THIS may be the last post I write on the computer in the Hudson Digital Television Studio.
I’m very sad, in a sort of internalized way, about all this. So maybe I should externalize a bit for my health. I wasn’t ever particularly close to Jim Hudson, least not as much as some video-hungry corporate American students, or the other faculty, but we had a friendly acquaintance and hung out a few times off school grounds. I was working on a final final final project just now down the hall when it struck me, something he said to the effect that I’d never really learn anything important in this school, or from him. That the best classroom was the real world, the industry, the machines of life, and that any advice anybody gives you can’t prepare you for the hard knocks. It was probably the most important thing I’ve ever learned, at least from him. Another reason I respected Jim so much (aside from the fact that he wanted you to call him by his first name, as many of the teachers here do) was that he told me my work was shit. He told me my work was shit respectfully, like a colleague would, and said that he knew I could do better. He also always had a general disdain for the way administrations, bureaucrats and systems never worked, and would readily tel you how he felt about the impractical, opportunistic edifice that was GAA. I miss him.
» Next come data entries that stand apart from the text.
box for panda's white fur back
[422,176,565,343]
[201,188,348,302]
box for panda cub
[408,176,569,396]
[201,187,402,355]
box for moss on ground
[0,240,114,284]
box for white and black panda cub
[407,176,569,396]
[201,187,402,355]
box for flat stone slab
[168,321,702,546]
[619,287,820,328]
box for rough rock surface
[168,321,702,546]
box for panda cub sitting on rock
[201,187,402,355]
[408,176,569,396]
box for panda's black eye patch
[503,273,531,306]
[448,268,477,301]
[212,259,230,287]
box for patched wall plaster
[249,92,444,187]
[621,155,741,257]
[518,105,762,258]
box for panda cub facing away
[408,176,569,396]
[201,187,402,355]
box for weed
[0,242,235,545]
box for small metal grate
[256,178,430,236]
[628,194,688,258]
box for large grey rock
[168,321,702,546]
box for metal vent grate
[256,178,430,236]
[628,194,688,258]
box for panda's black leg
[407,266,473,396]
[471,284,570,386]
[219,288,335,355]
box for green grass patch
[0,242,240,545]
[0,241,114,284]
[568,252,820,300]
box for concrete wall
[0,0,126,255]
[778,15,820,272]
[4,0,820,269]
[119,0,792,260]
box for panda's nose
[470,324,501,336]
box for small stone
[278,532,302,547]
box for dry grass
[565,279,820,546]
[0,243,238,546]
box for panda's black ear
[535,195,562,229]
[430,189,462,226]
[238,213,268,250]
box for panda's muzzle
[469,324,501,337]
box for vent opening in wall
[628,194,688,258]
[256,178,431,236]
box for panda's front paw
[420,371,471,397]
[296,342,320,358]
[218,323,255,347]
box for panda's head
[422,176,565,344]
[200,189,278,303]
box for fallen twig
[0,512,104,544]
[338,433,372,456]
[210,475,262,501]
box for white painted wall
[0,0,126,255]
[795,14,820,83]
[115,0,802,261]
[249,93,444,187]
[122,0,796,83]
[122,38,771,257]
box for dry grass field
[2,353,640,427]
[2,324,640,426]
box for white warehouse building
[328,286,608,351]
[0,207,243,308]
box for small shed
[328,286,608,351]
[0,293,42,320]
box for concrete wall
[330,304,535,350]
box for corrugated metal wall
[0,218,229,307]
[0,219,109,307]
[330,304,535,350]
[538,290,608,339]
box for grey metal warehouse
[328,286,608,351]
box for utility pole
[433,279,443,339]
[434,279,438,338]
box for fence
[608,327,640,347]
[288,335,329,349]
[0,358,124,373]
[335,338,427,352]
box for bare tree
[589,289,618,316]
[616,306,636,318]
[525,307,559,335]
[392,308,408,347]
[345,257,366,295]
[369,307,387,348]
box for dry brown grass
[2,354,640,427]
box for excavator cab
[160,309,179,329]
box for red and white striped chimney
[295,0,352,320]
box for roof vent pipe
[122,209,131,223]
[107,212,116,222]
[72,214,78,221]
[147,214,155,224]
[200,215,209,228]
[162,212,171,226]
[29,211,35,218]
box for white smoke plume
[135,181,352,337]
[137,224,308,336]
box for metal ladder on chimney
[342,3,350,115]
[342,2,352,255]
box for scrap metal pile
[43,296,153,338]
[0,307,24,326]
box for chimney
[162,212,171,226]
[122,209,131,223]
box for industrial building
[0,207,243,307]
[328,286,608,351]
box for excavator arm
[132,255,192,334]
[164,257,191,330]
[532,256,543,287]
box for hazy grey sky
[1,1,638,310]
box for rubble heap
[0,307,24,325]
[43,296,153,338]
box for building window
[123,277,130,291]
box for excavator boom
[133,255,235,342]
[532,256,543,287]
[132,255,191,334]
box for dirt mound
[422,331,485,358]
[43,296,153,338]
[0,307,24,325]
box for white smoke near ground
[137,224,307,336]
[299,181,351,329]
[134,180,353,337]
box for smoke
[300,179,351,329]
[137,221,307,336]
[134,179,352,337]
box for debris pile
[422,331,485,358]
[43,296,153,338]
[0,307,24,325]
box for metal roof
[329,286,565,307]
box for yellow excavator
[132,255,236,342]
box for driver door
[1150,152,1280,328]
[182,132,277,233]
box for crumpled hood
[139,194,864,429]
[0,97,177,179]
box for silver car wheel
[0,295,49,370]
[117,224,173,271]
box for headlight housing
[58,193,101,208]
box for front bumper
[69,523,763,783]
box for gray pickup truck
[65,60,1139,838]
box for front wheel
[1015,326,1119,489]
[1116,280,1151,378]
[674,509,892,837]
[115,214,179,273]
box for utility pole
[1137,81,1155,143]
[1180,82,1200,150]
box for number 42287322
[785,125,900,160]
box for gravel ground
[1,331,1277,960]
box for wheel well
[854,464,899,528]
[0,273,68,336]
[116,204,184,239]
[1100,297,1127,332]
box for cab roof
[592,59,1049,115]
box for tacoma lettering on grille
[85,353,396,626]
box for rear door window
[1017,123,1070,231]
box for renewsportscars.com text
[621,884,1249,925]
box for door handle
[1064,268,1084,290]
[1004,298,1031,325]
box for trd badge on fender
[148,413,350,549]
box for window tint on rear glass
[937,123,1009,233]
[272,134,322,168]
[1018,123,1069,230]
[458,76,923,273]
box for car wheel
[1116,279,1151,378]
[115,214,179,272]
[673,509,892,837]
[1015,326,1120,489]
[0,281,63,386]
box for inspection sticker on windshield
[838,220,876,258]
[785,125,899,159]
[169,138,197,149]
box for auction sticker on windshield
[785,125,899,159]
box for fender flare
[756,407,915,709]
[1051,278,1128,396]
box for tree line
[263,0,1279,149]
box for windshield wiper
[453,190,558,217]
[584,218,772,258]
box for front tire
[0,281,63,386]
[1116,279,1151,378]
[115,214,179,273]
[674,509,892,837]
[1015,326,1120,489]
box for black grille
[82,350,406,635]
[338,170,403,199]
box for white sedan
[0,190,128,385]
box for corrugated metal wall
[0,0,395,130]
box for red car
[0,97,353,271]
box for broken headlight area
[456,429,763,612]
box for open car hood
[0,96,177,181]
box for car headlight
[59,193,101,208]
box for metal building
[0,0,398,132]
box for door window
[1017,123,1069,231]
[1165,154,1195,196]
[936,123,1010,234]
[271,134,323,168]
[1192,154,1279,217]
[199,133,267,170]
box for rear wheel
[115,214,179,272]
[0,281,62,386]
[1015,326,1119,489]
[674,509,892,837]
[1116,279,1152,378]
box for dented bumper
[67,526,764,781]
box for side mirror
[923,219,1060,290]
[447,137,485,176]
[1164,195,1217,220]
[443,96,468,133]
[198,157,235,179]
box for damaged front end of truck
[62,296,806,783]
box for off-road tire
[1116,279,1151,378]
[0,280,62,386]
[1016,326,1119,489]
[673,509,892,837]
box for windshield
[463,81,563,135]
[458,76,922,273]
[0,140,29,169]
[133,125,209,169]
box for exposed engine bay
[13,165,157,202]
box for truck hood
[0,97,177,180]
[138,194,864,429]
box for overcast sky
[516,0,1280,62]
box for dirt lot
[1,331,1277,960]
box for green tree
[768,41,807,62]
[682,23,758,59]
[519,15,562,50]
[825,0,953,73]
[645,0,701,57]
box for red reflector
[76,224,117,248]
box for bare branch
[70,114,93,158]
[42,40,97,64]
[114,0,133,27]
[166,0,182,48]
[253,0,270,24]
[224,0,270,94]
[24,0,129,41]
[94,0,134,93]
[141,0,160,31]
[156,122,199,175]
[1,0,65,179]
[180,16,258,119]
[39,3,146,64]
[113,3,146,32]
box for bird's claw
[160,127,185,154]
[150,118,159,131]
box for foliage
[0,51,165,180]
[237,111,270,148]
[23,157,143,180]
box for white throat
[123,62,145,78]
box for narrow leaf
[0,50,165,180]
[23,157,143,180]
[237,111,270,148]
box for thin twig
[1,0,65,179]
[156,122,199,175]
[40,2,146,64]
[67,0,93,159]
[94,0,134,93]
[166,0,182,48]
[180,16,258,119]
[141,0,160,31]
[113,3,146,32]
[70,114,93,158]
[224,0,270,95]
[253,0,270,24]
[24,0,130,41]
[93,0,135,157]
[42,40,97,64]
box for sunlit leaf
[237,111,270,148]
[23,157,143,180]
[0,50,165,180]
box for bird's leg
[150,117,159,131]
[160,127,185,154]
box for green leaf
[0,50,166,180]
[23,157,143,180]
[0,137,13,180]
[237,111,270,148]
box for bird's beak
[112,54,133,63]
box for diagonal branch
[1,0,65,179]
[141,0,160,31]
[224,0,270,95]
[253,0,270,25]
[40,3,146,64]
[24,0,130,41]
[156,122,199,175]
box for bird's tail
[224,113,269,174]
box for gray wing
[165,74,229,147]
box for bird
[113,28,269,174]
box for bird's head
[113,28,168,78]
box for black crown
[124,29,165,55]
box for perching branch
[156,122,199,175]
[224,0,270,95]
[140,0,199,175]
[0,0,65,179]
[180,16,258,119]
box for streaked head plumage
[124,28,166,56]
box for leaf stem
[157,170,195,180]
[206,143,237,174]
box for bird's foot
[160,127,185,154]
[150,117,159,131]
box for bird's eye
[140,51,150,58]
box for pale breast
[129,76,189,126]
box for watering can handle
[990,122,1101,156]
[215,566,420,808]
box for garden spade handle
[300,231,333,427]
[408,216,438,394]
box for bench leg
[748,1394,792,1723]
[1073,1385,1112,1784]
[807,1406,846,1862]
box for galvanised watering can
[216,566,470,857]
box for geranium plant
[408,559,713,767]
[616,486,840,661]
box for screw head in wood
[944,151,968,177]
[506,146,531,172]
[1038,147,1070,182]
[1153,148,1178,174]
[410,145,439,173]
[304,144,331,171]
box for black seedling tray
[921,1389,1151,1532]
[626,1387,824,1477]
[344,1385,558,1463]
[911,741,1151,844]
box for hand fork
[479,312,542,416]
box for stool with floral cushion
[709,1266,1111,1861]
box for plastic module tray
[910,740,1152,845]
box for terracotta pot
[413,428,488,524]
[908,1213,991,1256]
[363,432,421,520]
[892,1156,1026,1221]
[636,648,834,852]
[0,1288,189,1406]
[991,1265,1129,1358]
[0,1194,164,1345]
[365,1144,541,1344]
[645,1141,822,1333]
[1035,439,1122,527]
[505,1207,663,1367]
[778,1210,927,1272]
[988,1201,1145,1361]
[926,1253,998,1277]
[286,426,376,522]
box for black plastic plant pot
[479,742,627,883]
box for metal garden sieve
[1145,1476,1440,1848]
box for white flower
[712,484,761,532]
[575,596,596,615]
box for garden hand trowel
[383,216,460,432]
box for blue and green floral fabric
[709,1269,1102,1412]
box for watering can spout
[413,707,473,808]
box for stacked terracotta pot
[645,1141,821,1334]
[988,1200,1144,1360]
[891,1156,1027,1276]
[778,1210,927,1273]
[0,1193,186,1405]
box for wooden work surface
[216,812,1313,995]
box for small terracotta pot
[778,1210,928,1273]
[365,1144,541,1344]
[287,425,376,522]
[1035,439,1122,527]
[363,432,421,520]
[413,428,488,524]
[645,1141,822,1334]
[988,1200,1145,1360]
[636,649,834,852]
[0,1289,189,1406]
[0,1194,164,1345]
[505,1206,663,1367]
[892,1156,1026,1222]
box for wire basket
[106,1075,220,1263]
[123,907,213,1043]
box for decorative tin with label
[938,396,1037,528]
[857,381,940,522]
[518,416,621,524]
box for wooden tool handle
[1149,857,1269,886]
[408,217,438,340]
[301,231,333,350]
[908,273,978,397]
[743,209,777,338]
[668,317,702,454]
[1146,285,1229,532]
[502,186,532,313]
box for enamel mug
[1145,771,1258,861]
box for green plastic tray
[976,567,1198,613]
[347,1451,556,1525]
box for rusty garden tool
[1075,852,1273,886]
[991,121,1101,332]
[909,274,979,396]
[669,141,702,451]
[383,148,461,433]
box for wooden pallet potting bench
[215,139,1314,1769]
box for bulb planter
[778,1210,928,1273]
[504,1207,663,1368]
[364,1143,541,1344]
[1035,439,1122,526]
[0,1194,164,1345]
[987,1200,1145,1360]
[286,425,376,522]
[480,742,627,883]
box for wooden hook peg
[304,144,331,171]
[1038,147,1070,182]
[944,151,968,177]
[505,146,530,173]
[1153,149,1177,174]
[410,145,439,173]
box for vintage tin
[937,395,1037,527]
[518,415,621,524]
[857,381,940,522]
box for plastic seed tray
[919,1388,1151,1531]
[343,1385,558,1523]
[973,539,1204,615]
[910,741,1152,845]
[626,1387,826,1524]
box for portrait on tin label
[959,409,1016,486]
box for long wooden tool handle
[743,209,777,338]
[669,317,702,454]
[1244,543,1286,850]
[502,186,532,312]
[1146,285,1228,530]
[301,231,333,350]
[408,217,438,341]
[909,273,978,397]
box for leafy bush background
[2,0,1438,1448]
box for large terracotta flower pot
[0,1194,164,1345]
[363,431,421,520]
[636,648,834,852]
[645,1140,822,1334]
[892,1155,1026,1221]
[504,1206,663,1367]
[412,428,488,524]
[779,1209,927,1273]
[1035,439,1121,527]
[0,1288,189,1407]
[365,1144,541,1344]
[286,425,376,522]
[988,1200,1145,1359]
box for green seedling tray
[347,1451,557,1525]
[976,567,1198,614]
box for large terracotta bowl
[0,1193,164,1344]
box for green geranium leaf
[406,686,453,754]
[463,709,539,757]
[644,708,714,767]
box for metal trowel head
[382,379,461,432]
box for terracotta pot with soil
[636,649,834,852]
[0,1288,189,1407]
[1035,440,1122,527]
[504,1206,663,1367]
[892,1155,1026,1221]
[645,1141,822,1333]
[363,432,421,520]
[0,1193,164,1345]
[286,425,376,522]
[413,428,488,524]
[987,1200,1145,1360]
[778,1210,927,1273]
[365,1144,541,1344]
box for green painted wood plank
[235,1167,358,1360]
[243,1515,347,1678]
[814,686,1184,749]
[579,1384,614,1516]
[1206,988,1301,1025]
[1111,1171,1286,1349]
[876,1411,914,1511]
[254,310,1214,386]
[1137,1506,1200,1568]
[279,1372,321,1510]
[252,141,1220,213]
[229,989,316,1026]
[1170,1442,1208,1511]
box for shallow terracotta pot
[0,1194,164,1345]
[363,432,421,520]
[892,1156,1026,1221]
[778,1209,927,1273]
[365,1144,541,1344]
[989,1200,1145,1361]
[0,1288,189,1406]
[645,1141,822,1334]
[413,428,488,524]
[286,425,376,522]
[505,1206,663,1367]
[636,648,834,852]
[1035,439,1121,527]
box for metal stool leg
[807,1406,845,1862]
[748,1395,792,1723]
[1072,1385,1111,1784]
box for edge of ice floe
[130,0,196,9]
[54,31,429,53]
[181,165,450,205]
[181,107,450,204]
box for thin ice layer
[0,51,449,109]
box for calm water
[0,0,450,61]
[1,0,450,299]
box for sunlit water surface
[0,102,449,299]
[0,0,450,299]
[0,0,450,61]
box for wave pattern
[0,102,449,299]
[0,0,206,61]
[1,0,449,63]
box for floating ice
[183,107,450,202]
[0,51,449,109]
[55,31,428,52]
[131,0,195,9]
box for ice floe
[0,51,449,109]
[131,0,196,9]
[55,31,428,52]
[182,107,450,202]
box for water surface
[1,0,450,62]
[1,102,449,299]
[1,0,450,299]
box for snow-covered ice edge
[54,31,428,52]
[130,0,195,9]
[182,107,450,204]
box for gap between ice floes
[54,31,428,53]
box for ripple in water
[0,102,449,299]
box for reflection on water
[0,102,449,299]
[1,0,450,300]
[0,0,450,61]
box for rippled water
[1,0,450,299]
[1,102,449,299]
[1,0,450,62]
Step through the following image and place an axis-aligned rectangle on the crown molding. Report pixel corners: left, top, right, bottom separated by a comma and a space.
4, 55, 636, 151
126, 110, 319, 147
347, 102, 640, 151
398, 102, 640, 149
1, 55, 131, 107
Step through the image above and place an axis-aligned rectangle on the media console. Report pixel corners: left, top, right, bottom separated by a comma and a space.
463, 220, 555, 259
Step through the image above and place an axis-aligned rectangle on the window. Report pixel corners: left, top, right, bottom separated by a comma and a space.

And now I’m looking at the TV studio named in his honor, (though I’m sure the tour guides claim that the ‘H’D stands for High Def), and I’m thinking about the many times this place has changed. And the many ways I’ve changed. I’ve got some very fond memories of this room alone. Some very fond memories. Some that can’t be told here lest a future employer or perhaps GAA faculty see it. Well, I’ll always remember.
And even if I don’t, I’m looking at it NOW. And that’s perhaps good enough.